Hasim Rahman Jr. did not appreciate what he believed was subterfuge from members of Jake Paul’s inner circle.

The son of the heavyweight champion recently got the nod to face the popular YouTuber-turned-boxer in an eight-round cruiserweight bout on Aug. 6 at Madison Square Garden in New York City on Showtime Pay-Per-View. Paul was originally set to face England’s Tommy Fury, but Fury was dropped from the fight because he is unable to travel to the United States.

Rahman, a career heavyweight, explained in a recent interview that Paul’s team had initially reached out to him about sparring Paul to help him prepare to fight former UFC champion Anderson Silva, a southpaw. Rahman said Paul’s team, under false pretenses, extracted information about his weight and condition in order to see if he was deemed acceptable as an opponent for the 25-year-old Paul (5-0, 4 KOs). This will be the first time in Paul’s fledgling career that he will fight an actual boxer; Paul previously fought mostly retired MMA fighters.

“They called me and wanted to know what my weight was, how much I had been sparring, all this and all that, and they dressed it up as if they were calling me to spar Jake for Anderson Silva because they needed a southpaw,” Rahman said on The DAZN Boxing Show. “They took that information that I gave them and an hour later I’m getting a call from my managers saying they wanted to fight. 

“It was one of those bait-and-switch things where they baited me into getting all the information they can get and then they switched it.”

Rahman (12-1, 6 KOs) has never fought at the cruiserweight limit of 200 pounds. The lightest the 31-year-old has ever weighed in a professional fight was 211 ¾ pounds, which was nearly four years ago.

Rahman believes he was chosen precisely because of the drastic weight cut he will likely have to endure.

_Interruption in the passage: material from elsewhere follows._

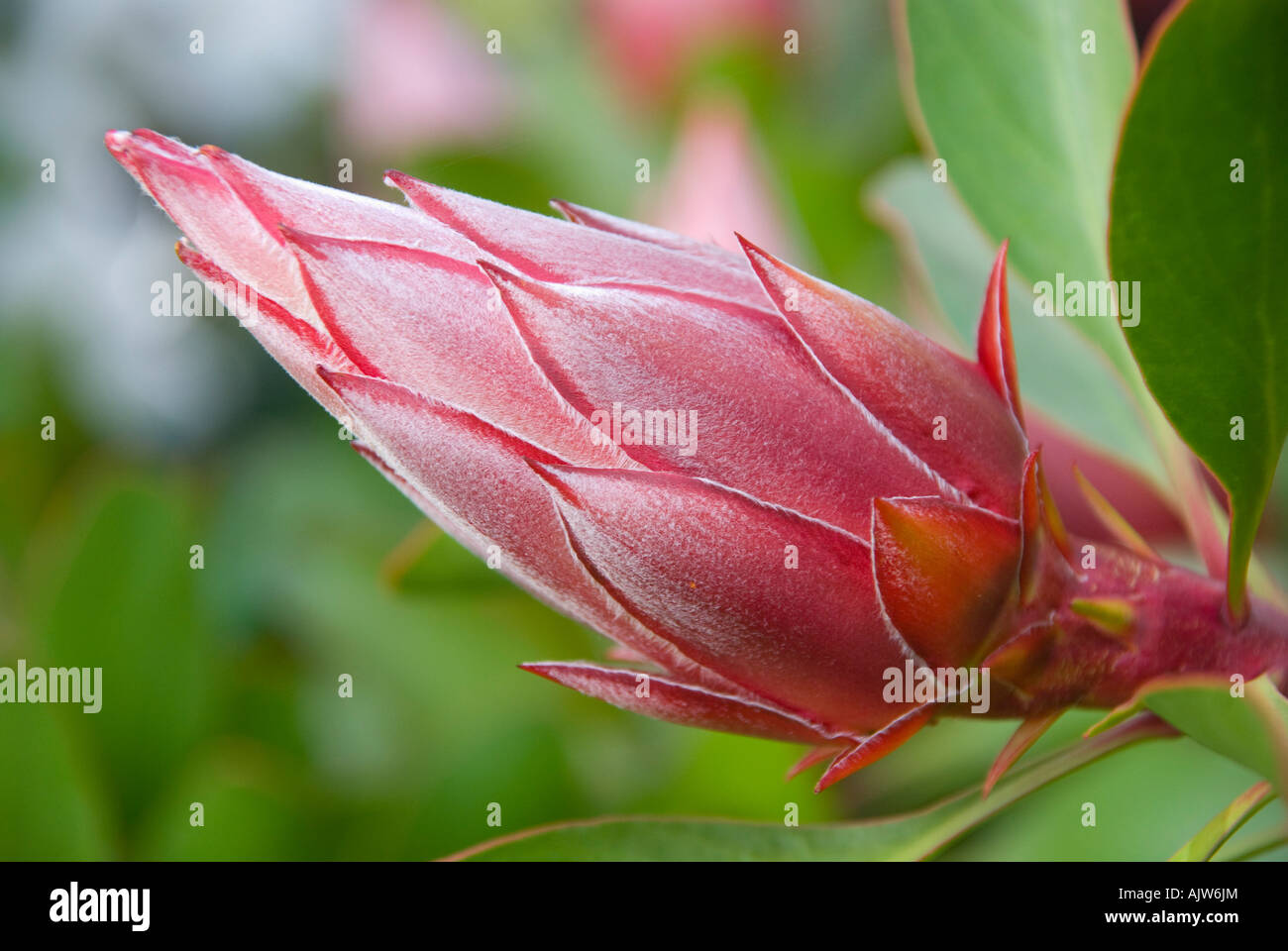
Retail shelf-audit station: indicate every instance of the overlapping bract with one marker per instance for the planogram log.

Rahman, however, thinks it is a cheap move from Paul, and likened their fight to a featherweight fighting a junior middleweight; Paul has competed at around the 190-pound mark, or about 20 pounds less than Rahman.

“They believed they had the advantage because of the weight and because you know, you don’t see [unified 130-pound champion] Shakur Stevenson calling out [undisputed 154-pound champion] Jermell Charlo to come down to 130. You don’t see a 130-pounder calling out a 154-pounder to come fight him, that sounds crazy, right?”

Rahman made it clear, however, that he understands that his weight disclosure is what helped get him this opportunity.